Fighting to Control An Unruly Teen

This entry was posted in Uncategorized. Bookmark the permalink.
  1. The War on Control

    As a teacher for the past eight years, I have noticed a common thread between out of control classroom behavior and disrespectful attitudes at home.  Many parents come into Parent-Teacher conferences feeling discouraged and worn out.  I see parents who feel at their wits ends with their children and feel like they should give in altogether.  Before you throw in the towel, read the five tips below to help repair the fractures within your relationship with your teen.

     Take Back Control

    Many parents have lost control of discipline.  Parents either work unruly hours, share parental responsibilities with an ex, or have never knew how to control behavior modifications to begin with.  If you fall pray to one of the categories above, there is hope to seize control of your chaos. 

     Working Hard For the Money

    If you work insane hours, I suggest setting aside a time for the both of you to spend quality time together.  Give your adolescent and hour where he/she can have you all to themselves.  This will help remind them that they are your number one priority, and if done consistently, you both will come to look forward to the time spent together.

     Co-parents

    If you share parental responsibilities, I suggest a solid communication between parents.  Stop bickering over past insults; kids are keen to cracks within their parents’ demeanors, and if they feel that they can turn you both against one another, they will.  It takes the focus off of their disobedient behavior and creates confusion. 
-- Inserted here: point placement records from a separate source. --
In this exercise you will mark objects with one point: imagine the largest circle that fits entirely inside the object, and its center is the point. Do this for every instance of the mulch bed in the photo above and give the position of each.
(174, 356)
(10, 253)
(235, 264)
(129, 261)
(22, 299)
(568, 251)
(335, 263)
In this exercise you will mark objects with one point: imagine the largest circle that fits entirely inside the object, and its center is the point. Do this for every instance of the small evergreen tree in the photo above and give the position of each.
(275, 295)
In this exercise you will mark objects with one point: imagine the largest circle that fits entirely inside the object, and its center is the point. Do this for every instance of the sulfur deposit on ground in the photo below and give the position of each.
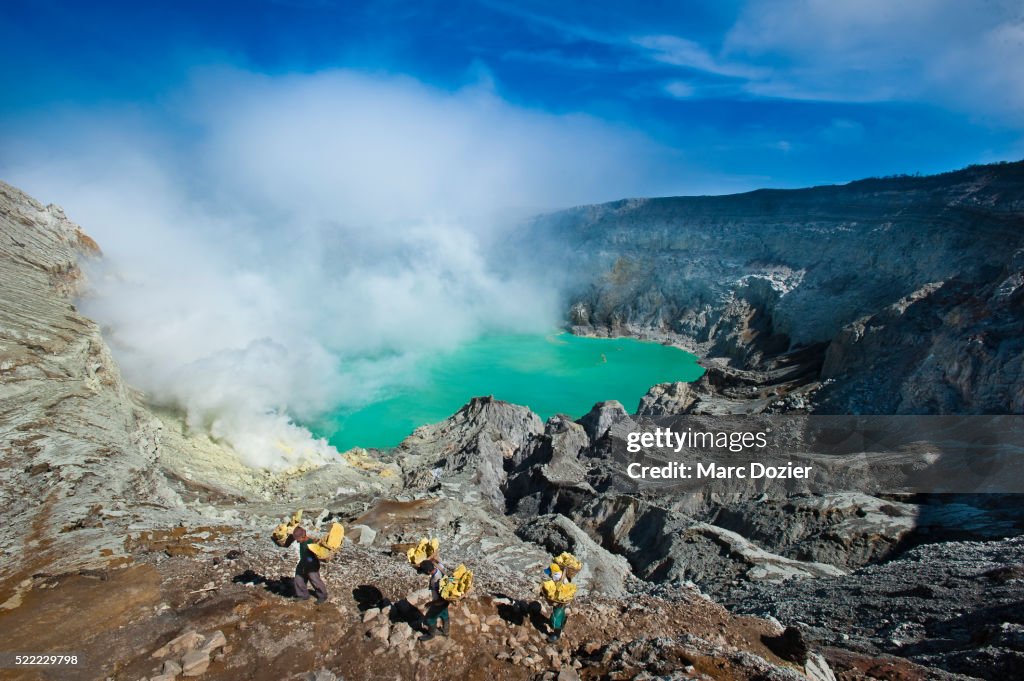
(145, 549)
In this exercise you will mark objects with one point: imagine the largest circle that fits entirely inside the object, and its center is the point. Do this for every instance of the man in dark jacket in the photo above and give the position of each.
(307, 569)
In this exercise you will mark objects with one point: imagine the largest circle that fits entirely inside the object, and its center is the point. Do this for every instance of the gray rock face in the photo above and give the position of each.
(71, 431)
(601, 417)
(474, 443)
(952, 605)
(846, 529)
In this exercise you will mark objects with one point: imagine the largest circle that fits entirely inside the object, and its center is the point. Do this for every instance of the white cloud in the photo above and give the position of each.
(293, 244)
(682, 52)
(680, 89)
(961, 54)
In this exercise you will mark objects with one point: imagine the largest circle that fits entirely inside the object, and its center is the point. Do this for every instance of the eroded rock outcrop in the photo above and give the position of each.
(915, 282)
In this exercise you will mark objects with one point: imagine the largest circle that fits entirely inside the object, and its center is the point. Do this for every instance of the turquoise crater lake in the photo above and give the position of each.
(551, 374)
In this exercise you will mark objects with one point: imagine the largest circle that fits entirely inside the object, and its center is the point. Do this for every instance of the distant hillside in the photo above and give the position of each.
(912, 284)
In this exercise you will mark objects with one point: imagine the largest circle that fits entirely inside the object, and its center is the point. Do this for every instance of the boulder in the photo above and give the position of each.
(361, 535)
(180, 644)
(195, 663)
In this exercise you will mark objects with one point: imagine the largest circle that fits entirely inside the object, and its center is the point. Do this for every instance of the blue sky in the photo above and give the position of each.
(734, 94)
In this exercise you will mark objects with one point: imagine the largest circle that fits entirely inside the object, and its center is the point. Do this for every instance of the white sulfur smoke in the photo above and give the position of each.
(279, 247)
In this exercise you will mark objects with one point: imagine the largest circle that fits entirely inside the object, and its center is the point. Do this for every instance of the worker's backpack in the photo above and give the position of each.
(328, 547)
(427, 548)
(284, 531)
(569, 564)
(454, 588)
(558, 592)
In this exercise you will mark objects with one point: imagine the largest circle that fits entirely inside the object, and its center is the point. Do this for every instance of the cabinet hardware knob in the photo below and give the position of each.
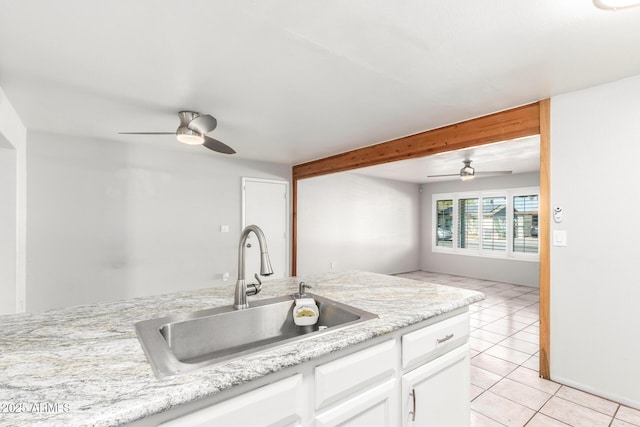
(447, 338)
(413, 397)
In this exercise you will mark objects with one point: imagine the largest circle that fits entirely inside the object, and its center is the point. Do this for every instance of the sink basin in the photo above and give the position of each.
(184, 342)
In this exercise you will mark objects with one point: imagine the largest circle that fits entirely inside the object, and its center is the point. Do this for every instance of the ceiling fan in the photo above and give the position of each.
(467, 172)
(192, 130)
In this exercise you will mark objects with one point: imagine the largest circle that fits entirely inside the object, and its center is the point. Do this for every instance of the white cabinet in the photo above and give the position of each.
(417, 378)
(279, 404)
(359, 390)
(437, 393)
(376, 407)
(344, 377)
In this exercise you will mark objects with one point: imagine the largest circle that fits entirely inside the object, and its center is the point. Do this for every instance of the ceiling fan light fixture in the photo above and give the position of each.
(467, 172)
(188, 136)
(615, 4)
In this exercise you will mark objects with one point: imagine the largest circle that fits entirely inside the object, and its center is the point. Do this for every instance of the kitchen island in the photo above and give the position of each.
(84, 365)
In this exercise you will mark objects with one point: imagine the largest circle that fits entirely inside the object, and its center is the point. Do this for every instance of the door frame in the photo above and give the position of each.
(526, 120)
(288, 237)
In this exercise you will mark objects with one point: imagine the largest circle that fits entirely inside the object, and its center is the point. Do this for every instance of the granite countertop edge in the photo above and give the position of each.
(86, 366)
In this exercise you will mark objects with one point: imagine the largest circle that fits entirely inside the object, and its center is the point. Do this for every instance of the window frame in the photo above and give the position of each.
(509, 194)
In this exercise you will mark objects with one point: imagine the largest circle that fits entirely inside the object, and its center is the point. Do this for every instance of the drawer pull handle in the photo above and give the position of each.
(413, 396)
(447, 338)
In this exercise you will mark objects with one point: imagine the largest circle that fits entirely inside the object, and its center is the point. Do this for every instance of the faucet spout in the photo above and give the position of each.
(240, 294)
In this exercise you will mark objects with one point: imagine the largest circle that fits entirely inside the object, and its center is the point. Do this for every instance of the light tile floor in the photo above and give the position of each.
(506, 389)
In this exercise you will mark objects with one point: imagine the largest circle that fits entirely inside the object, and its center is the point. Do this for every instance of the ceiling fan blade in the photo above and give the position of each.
(494, 172)
(438, 176)
(146, 133)
(203, 124)
(215, 145)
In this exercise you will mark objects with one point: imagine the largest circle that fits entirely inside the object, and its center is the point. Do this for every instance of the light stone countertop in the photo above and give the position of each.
(84, 365)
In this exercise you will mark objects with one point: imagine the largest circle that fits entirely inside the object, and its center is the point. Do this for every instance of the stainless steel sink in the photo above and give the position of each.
(184, 342)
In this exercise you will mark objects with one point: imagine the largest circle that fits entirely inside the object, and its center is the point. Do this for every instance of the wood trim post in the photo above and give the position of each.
(545, 236)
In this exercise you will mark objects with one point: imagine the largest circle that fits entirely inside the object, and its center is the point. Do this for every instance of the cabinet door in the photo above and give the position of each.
(437, 393)
(279, 404)
(376, 407)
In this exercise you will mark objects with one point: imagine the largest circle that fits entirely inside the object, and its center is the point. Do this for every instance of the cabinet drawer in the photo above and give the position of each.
(418, 346)
(281, 403)
(339, 379)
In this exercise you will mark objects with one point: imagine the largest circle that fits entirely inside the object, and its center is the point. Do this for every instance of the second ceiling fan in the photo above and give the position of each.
(192, 130)
(468, 172)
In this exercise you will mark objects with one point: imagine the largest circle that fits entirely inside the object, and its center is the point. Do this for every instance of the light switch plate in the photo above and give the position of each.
(559, 237)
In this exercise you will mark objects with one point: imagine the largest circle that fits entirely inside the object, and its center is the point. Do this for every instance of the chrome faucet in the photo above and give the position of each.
(241, 292)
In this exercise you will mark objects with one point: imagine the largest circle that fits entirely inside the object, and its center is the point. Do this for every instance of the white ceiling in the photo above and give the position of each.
(295, 80)
(518, 156)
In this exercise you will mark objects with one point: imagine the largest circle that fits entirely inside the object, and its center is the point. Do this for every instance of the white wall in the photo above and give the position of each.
(12, 208)
(8, 227)
(110, 221)
(595, 290)
(501, 270)
(348, 221)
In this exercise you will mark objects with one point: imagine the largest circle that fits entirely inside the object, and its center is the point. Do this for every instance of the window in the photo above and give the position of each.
(444, 232)
(494, 223)
(468, 223)
(525, 223)
(477, 223)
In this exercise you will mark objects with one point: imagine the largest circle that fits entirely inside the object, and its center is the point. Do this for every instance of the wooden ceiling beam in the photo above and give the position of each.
(503, 126)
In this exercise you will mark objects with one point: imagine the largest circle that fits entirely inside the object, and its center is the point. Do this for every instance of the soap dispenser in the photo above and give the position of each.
(305, 312)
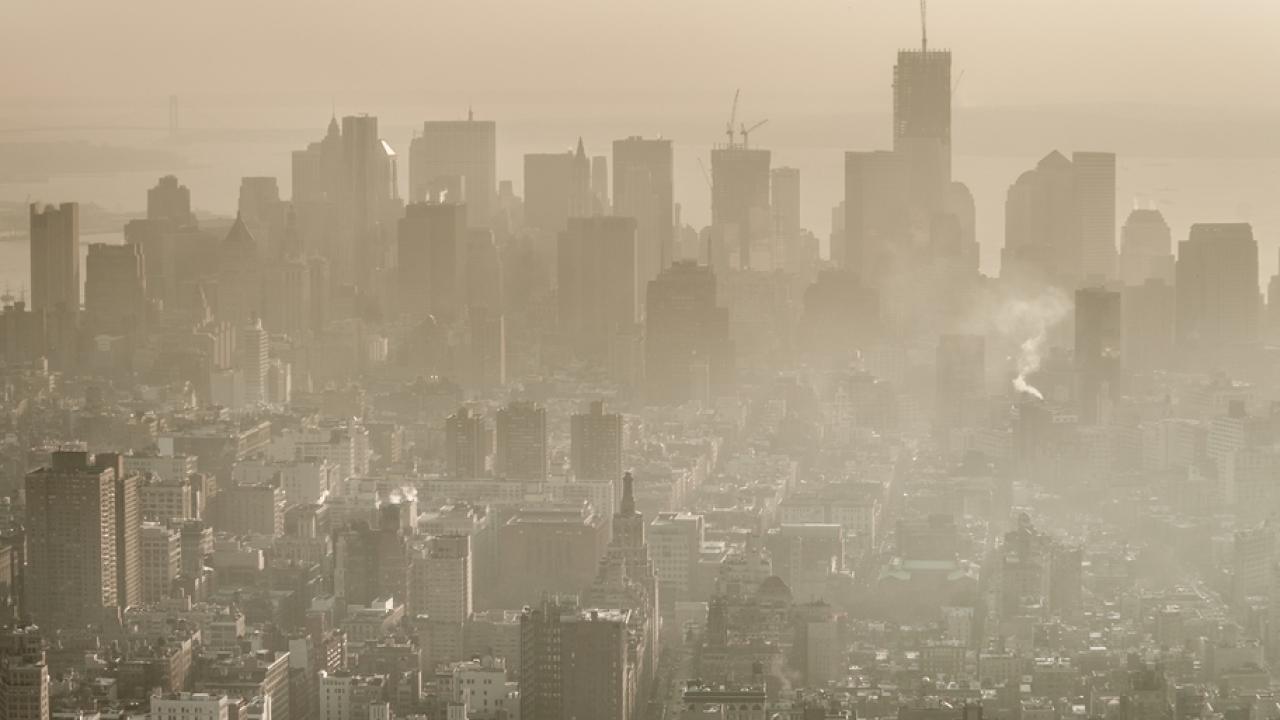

     Behavior Modifications

    If you have always struggled controlling your child’s behavior, I suggest you institute a behavior modification chart.  This works wonders in my junior high school class room.  Students have a visual reminder of their responsibilities, rewards, and consequences.  The chart should be a graph where a child can see how they are doing daily on tasks that are expected of him/her.  By charting your teen’s behavior consistently you will begin to see a change in his/her overall abilities.

     Example

    Homework

    Dishes

    Laundry

    Nightly Reading

    Attitude

    Completed  🙂

    Completed 🙂

    Incomplete 🙁

    Incomplete 🙁

    Respectful 🙂

     Consistency is Key

    Nothing will change within your relationship with your teen if you are inconsistent.  Find a course of action and stick to it.  I have learned that teen NEED boundaries.  If they do not know what is expected of them, they will create their own expectations.  Remember your teen has enough friends, but he/she only has one group of parents.  Be firm in your convictions, and alter your strategies as you go along.  Saying that you made a mistake goes a long way.  If your plan is not working after one month, change it up, and talk to your teen about why it didn’t work.  If you feel uncomfortable talking to your child, start a corresponding journal where you both can communicate without fear of saying the wrong thing.  As long as you child knows that you are the boss, and that you genuinely care, things will begin to smooth out.